An act of intolerance jolts a child's world in this affecting collaboration between Wahl (Pleasant Fieldmouse
) and Wong (Why Are You So Sad?
). Daniel, a pint-size urban cowboy in bright purple chaps, can't wait to spend his hard-earned allowance at Miz Chu's candy store. Accompanied by his doting Aunt Thelma, the boy confidently navigates his multi-ethnic neighborhood—even the dicier blocks where "some houses are boarded up.... There are empty lots." After gradually introducing readers to Daniel's landscape, the story's climatic revelation seems all the more shocking: someone has scrawled a slur on the sidewalk outside the candy store.
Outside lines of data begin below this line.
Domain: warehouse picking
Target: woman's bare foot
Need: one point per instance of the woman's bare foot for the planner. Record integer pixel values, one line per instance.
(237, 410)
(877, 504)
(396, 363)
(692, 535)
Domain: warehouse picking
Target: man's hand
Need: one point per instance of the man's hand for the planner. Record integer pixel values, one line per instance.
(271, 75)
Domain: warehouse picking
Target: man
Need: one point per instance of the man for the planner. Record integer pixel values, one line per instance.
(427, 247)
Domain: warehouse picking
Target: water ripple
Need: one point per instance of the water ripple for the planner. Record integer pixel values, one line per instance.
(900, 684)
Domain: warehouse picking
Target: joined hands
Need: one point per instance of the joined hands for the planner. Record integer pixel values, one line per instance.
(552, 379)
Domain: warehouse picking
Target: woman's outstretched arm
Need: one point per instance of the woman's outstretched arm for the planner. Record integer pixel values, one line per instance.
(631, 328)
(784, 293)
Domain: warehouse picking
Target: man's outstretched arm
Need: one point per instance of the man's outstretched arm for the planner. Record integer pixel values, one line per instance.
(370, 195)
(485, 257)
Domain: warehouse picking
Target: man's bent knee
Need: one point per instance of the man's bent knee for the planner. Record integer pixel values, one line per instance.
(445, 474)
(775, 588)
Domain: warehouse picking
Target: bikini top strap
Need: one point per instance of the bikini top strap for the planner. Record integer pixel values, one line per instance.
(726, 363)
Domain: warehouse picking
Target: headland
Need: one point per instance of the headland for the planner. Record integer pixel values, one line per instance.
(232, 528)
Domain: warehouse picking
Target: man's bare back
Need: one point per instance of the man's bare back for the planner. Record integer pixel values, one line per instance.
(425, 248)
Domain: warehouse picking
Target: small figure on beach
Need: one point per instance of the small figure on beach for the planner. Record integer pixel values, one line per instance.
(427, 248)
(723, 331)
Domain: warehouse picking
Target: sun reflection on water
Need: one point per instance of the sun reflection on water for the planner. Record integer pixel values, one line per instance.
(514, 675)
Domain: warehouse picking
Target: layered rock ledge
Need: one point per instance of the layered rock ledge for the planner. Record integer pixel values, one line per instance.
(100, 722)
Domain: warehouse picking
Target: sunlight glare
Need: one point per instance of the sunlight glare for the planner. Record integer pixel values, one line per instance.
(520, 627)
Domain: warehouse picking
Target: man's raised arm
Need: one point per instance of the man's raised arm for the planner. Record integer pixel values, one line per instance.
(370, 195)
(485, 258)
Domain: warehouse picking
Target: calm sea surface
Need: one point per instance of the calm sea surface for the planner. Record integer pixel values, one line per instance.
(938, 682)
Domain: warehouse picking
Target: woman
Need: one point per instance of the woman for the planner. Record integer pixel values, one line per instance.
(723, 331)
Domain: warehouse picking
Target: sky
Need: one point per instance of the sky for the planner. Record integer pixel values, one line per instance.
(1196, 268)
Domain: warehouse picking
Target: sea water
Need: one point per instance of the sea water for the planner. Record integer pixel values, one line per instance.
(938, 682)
The author wisely never reveals the graffiti's content or perpetrator, although Miz Chu is Taiwanese and her fearful despair points to a racial epithet. Instead the book focuses on the characters' steps to make their world feel whole again. Daniel, convinced that a cowboy would "do something," scrubs the words away with soap and water. Wahl beautifully captures the voice and psychological tumult of the young African-American narrator, while Wong's muted palette, careful ink detailing and emotionally astute characterizations serve as the story's anchors. The team doesn't offer any easy, uplifting answers to bigotry, but the modest acts of kindness (Miz Chu refuses payment for Daniel's candy, Aunt Thelma invites the storekeeper home for sweet potato pie) feel both authentic and heartening. Ages 4-9. (Feb.)